May 10, 2017
When I first took up sport again as an adult I had one key objective.
I didn’t really get the whole exercising for mental health thing, or exercise as a way of expanding my social circle, or the achievement of running goals as a sign that I could achieve big things in other areas of my life.
No. My one and only focus was calories in and calories out in the pursuit of a size 12 body.
Overtime I got a little disillusioned with this really. Don’t get me wrong my weight went down (sometimes) but my training and lifestyle adjustments were inconsistent (I mean come on I had a life to be getting on with) and I hit a bit of a wall in my marathon training in 2012 where I realised I literally couldn’t eat any less or train any more…that method was flawed.
I was running 20-30 miles a week in training, cycling to work and doing a weekly class of BodyPump and nutrition wise I was following weightwatchers because I was still a size 16 and wanted to be smaller when I tackled that 26.2 miles. I remember I was allowed 27 points or something crazy…which was like the equivalent of doing a CrossFit session with only a celery stick to fuel you.
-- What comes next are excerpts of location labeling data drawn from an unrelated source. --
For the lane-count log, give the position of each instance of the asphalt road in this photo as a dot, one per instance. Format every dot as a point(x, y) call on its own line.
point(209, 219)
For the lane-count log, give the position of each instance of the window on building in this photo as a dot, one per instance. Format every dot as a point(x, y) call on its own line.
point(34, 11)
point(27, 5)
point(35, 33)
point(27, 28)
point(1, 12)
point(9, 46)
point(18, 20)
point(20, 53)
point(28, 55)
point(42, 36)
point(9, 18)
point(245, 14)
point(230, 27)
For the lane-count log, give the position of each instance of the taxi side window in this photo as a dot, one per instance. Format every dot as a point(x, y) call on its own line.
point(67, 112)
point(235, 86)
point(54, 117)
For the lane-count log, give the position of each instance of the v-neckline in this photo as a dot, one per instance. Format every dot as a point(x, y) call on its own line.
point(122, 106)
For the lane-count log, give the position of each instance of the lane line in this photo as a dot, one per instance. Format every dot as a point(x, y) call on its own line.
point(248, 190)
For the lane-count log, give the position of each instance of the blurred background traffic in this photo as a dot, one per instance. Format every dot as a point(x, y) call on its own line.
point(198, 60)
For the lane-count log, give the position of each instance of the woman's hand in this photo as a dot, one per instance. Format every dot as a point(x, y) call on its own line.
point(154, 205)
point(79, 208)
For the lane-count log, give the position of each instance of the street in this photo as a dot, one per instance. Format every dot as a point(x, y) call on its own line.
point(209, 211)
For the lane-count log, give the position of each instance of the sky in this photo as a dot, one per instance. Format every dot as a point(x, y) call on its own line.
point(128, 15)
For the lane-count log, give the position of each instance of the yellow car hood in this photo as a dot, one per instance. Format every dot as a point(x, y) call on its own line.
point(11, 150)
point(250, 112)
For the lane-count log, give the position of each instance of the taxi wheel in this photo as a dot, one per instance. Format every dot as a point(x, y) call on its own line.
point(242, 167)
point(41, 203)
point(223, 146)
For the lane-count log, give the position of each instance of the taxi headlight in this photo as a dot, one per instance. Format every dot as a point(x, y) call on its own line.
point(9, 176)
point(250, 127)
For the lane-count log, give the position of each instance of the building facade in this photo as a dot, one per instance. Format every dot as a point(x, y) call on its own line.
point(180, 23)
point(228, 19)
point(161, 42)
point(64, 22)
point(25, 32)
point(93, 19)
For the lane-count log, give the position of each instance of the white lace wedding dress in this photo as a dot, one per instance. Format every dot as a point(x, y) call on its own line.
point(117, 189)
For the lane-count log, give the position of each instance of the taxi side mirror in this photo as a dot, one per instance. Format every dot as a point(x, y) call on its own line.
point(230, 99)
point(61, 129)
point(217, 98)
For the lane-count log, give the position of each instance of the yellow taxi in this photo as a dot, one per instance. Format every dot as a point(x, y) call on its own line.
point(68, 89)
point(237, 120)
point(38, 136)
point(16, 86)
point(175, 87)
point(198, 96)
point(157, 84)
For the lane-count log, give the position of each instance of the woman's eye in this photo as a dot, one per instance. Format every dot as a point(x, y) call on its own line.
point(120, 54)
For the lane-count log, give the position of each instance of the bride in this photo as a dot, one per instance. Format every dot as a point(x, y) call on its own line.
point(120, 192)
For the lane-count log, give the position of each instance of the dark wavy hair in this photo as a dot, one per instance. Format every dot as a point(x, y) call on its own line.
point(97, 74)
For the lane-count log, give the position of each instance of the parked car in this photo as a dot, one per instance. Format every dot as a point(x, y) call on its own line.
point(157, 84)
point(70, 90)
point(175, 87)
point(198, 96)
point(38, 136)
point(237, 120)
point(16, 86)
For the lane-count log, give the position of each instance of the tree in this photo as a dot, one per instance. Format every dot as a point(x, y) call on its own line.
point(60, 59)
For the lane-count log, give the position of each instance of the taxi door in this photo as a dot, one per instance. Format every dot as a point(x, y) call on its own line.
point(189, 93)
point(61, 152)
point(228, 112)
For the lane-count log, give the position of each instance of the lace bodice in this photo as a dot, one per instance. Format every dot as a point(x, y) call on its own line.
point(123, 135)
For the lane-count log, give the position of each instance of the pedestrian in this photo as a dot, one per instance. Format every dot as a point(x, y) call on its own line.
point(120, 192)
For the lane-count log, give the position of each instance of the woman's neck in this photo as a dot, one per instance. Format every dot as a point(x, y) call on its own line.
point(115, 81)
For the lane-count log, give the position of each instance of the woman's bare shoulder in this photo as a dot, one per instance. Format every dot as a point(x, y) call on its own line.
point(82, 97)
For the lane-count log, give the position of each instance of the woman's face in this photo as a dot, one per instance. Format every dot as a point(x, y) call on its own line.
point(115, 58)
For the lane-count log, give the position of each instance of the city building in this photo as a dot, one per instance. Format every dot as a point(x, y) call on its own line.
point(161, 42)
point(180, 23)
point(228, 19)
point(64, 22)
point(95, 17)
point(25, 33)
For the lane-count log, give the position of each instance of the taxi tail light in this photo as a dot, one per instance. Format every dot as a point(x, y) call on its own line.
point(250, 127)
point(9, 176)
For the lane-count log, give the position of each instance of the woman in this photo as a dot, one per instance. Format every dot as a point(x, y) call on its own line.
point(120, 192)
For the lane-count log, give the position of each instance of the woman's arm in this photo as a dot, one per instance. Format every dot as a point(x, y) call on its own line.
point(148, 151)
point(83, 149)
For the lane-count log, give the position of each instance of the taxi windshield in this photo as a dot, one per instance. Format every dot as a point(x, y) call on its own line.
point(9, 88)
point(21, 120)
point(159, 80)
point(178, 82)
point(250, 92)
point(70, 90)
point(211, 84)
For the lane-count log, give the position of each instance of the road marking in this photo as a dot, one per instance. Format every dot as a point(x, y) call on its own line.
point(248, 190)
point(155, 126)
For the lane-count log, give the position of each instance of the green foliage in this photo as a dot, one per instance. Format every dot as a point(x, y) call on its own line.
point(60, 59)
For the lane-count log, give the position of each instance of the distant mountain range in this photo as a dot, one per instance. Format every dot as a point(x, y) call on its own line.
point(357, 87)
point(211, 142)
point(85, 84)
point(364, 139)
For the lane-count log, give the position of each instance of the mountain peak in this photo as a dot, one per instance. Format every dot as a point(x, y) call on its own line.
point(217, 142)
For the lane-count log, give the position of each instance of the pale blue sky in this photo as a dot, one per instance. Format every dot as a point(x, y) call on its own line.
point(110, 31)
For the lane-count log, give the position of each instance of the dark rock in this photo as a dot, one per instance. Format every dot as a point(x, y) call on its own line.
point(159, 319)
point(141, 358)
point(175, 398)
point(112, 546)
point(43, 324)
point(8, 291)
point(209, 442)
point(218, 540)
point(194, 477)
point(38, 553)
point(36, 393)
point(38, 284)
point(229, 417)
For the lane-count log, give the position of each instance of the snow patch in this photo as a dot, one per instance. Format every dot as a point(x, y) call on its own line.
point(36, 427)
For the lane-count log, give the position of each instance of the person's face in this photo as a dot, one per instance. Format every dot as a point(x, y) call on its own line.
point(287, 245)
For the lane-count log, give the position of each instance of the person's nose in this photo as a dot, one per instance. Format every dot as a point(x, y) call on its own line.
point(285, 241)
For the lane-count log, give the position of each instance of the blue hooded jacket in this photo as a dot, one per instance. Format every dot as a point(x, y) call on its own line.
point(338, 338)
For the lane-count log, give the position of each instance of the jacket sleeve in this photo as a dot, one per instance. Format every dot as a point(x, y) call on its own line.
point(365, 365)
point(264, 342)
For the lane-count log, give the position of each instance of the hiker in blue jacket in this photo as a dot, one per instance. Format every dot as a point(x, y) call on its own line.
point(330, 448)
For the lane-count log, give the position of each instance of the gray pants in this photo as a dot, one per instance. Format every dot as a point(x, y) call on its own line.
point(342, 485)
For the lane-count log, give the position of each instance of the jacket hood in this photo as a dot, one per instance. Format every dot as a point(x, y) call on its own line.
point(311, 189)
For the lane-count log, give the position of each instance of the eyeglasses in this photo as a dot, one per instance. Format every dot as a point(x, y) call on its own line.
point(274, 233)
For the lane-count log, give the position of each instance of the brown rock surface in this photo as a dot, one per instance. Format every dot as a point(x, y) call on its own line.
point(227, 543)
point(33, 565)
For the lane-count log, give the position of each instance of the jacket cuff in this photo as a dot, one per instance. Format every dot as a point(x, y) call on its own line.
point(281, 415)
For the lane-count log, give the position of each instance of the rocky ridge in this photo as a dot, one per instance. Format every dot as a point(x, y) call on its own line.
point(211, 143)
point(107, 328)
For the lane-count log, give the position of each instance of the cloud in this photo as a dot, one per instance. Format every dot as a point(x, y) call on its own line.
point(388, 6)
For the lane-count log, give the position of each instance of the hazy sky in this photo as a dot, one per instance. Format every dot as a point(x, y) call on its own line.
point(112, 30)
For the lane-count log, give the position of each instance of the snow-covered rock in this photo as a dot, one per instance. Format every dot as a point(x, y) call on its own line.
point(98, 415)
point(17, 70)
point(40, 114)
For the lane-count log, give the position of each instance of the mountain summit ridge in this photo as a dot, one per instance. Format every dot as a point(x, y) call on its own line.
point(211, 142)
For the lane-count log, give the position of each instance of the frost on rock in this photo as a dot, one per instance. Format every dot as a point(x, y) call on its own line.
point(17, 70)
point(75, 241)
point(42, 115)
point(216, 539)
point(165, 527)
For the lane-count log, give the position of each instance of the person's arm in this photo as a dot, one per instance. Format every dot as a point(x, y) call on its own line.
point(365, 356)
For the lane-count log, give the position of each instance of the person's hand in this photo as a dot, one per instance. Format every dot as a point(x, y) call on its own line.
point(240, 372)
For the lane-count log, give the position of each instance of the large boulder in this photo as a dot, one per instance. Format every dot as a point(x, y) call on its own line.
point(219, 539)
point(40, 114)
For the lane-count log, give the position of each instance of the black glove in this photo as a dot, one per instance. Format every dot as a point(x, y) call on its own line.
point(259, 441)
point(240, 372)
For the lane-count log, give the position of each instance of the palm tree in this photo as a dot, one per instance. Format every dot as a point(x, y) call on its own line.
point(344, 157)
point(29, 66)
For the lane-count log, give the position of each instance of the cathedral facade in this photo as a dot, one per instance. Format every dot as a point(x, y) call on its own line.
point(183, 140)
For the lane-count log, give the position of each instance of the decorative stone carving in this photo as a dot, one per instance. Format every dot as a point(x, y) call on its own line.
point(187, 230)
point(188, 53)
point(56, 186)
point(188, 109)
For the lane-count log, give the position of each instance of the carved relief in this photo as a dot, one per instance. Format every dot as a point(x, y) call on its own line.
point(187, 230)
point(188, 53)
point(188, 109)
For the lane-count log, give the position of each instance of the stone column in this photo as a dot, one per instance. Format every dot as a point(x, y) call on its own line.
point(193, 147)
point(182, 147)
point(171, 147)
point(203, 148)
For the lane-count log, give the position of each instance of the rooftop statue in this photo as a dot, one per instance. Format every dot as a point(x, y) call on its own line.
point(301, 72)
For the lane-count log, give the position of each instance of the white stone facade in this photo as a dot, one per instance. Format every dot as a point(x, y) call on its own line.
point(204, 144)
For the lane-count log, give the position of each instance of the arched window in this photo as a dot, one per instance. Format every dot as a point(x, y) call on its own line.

After completing my first marathon, I surprisingly realised I was pregnant, resulting of course in having a baby and re-putting on all the weight I had lost plus some, but it was OK because I thought simple, get back into my running and the weight would drop off again…did it heck, and what followed was 2 years of yoyo dieting and mental turmoil around whether I should just accept my new post baby body and challenging/busy lifestyle…or pursue weight loss at any cost?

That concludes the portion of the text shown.